ANALYSIS: Everything has gone right since the Rio merger fell apart, but Marius Kloppers' luck will run out one day
September 16, 2009

BHP Billiton chief executive Marius Kloppers is a lucky man, and not just because, as a US regulatory filing has revealed, his remuneration jumped 51 per cent to some $10m in 2008-9. Rather, because his audacious and frankly half-baked plan to merge with Rio Tinto failed. Had it succeeded, BHP would have had to refinance up to $40bn of Rio's debt, instead of escaping with an enviably strong balance sheet and a diversified spread of businesses.

IC TIP: Hold

A takeover of Rio would also have left BHP disproportionately exposed to aluminium, where the pricing outlook is arguably the weakest. Broker RBC reckons aluminium will account for 30 per cent of Rio revenues in 2009, but only seven per cent of cash earnings. But debt and aluminium prices remain Tom Albanese's problems, not Marius Kloppers'.

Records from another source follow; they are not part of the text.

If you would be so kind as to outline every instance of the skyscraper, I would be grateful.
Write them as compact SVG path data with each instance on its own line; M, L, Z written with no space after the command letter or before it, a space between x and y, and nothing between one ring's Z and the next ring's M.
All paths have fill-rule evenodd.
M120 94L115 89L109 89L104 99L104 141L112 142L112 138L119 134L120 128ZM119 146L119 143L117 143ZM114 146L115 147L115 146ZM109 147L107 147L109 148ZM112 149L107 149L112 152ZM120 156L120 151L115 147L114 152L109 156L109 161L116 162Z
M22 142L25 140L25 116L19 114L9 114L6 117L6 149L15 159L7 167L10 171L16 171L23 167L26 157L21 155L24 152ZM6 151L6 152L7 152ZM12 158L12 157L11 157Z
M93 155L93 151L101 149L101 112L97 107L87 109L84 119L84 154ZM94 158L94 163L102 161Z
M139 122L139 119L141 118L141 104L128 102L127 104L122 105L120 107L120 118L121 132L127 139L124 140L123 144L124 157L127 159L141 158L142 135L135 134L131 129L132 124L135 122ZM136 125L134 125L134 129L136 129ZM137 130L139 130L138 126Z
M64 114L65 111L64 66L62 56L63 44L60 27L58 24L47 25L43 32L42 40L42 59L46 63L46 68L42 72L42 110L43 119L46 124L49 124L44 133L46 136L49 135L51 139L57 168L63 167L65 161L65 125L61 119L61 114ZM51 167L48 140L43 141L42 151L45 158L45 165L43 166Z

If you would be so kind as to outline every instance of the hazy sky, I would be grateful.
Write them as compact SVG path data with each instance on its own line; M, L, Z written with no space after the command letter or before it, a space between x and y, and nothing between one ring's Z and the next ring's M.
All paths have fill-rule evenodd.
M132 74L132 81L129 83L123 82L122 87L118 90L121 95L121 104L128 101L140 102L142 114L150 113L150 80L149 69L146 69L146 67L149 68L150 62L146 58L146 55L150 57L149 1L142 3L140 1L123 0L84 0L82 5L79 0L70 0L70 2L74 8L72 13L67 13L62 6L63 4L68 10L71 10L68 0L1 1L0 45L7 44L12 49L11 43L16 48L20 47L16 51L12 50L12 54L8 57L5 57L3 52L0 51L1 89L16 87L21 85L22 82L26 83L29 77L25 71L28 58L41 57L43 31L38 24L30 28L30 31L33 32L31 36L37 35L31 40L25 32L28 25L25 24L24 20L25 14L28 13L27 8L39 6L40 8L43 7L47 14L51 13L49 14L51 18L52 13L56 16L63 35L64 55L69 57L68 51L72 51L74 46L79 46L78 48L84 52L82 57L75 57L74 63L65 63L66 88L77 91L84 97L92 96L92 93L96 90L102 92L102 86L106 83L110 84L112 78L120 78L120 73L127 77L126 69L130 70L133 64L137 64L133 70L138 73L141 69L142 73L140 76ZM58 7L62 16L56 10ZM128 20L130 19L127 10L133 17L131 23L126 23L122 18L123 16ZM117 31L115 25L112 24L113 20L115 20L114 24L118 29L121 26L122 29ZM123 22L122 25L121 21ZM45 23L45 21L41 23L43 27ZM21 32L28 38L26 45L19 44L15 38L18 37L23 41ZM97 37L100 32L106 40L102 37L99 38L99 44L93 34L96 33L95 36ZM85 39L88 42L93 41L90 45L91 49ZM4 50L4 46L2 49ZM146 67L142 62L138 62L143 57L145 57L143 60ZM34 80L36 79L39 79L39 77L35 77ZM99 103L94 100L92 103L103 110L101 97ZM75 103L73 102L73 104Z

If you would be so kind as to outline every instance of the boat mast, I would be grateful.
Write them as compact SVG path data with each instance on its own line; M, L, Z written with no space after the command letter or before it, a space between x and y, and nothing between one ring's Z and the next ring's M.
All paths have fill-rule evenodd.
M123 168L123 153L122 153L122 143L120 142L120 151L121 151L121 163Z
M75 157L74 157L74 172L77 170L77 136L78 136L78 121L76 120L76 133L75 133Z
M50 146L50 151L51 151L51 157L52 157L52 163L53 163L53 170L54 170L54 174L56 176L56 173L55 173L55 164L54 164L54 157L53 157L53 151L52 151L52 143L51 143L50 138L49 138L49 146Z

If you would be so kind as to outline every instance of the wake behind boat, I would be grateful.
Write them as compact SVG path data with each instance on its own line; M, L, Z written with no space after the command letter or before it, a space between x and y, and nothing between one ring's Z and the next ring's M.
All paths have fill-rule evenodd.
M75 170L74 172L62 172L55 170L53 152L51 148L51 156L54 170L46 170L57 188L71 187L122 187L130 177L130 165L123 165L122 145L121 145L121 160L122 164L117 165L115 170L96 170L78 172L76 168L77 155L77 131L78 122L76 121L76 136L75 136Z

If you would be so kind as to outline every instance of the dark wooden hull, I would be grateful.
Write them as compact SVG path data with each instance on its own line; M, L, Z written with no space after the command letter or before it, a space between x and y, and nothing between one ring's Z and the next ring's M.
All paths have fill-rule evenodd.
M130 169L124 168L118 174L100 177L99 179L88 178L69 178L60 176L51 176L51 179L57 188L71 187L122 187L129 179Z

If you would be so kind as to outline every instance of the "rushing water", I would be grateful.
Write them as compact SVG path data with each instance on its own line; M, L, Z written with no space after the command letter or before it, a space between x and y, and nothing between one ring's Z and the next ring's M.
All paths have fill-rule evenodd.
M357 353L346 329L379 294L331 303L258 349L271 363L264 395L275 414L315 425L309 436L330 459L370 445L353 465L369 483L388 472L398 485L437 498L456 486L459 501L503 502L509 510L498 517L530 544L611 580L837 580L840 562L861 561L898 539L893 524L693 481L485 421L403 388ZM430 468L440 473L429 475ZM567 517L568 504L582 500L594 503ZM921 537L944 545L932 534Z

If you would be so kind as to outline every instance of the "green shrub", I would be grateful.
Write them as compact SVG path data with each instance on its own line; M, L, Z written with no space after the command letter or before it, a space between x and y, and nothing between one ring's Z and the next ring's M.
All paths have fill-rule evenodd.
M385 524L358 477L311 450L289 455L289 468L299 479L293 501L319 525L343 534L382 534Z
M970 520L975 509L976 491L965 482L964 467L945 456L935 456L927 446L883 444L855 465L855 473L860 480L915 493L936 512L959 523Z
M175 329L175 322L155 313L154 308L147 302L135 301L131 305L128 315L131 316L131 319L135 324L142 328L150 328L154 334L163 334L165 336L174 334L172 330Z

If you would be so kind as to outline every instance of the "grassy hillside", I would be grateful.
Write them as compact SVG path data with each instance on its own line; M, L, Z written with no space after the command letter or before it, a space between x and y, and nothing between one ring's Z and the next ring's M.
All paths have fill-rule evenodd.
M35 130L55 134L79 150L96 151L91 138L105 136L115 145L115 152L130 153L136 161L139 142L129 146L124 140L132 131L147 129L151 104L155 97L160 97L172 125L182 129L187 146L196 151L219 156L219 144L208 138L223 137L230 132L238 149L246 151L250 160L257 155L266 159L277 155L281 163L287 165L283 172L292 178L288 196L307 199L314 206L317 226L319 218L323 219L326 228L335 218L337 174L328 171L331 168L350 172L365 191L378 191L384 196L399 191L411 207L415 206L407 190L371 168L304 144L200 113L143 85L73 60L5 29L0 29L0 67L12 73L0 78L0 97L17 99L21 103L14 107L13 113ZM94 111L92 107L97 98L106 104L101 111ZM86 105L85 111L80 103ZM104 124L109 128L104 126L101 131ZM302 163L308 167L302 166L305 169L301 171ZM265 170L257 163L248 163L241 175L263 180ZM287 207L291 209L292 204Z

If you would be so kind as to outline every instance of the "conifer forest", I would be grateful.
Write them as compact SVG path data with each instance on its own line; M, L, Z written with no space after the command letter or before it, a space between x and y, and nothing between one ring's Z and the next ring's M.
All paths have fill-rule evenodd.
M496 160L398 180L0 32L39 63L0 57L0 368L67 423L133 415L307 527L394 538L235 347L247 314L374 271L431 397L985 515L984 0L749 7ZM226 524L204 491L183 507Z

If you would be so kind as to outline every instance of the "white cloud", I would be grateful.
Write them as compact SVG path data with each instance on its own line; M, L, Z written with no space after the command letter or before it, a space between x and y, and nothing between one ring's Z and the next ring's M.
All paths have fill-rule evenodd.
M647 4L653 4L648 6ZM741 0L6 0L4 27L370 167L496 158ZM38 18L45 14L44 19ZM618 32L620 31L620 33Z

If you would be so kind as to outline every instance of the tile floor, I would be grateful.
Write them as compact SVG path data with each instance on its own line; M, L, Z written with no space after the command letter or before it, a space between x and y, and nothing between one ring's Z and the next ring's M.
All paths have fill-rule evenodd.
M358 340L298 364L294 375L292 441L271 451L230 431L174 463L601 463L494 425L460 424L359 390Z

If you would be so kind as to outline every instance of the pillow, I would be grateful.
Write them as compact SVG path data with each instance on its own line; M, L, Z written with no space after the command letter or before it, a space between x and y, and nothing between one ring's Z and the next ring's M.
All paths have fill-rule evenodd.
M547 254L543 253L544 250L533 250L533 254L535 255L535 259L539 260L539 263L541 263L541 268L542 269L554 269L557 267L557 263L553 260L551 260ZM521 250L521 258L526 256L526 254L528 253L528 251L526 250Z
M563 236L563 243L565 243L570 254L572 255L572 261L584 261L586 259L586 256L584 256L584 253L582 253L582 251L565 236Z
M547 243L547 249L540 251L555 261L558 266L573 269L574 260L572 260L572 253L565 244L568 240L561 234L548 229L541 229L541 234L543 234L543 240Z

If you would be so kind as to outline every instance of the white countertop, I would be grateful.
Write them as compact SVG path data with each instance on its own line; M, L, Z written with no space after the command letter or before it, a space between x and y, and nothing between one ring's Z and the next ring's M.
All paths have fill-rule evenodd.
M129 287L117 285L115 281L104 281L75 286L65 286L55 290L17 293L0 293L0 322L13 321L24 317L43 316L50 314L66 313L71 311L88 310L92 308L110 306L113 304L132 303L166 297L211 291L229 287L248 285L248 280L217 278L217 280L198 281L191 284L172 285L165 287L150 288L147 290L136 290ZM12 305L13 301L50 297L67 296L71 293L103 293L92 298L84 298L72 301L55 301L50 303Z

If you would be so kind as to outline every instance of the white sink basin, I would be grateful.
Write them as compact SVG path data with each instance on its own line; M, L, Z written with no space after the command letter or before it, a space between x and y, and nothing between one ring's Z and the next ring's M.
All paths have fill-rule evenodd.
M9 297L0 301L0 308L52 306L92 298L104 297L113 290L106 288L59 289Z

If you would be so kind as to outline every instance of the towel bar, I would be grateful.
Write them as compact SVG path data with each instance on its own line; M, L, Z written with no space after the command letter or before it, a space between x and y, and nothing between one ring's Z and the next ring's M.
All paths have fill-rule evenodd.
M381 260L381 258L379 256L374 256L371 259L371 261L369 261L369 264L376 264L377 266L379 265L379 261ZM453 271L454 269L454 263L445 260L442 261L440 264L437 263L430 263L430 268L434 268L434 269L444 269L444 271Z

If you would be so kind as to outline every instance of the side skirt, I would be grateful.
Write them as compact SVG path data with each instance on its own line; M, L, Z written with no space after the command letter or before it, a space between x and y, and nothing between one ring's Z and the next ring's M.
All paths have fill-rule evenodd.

And the good fortune didn't end there for Mr Kloppers. Squeezed in its aluminium vice, Rio agreed earlier this year to fold its iron ore business in Pilbara, western Australian, into a joint venture with BHP's contiguous operations. Iron ore was always the synergy driver of the mooted merger, so ironically, BHP may achieve its aims anyway, through this different track.

Finally, Rio's intransigence in the benchmark annual iron ore price negotiations with Chinese steel mills has all but scuppered contract talks, creating the space for BHP to push its preferred model of a spot index-linked regime on some customers.

Will Mr Kloppers continue to enjoy such a charmed life? The iron ore venture faces many of the anti-trust issues a full merger raised, and China still wants to block it. Meanwhile, Chinese state-owned enterprises are fostering a veritable insurrection in the behemoths' backyard - striking prices with emerging third Australian iron ore exporter Fortescue that undercut the big two, and investing in other junior Pilbara players, while agreeing to fund new rail and port export infrastructure.

The Fortescue-led push to prise open BHP and Rio's stranglehold across Western Australia's infrastructure is nearing success. Little-noticed in Mr Kloppers' August results presentation was his admission that BHP Billiton now plans for a "freight haulage regime" - a regulated opening-up of BHP and Rio rail lines in the Pilbara to other miners, something both dread due to fears it will hamper efficiencies.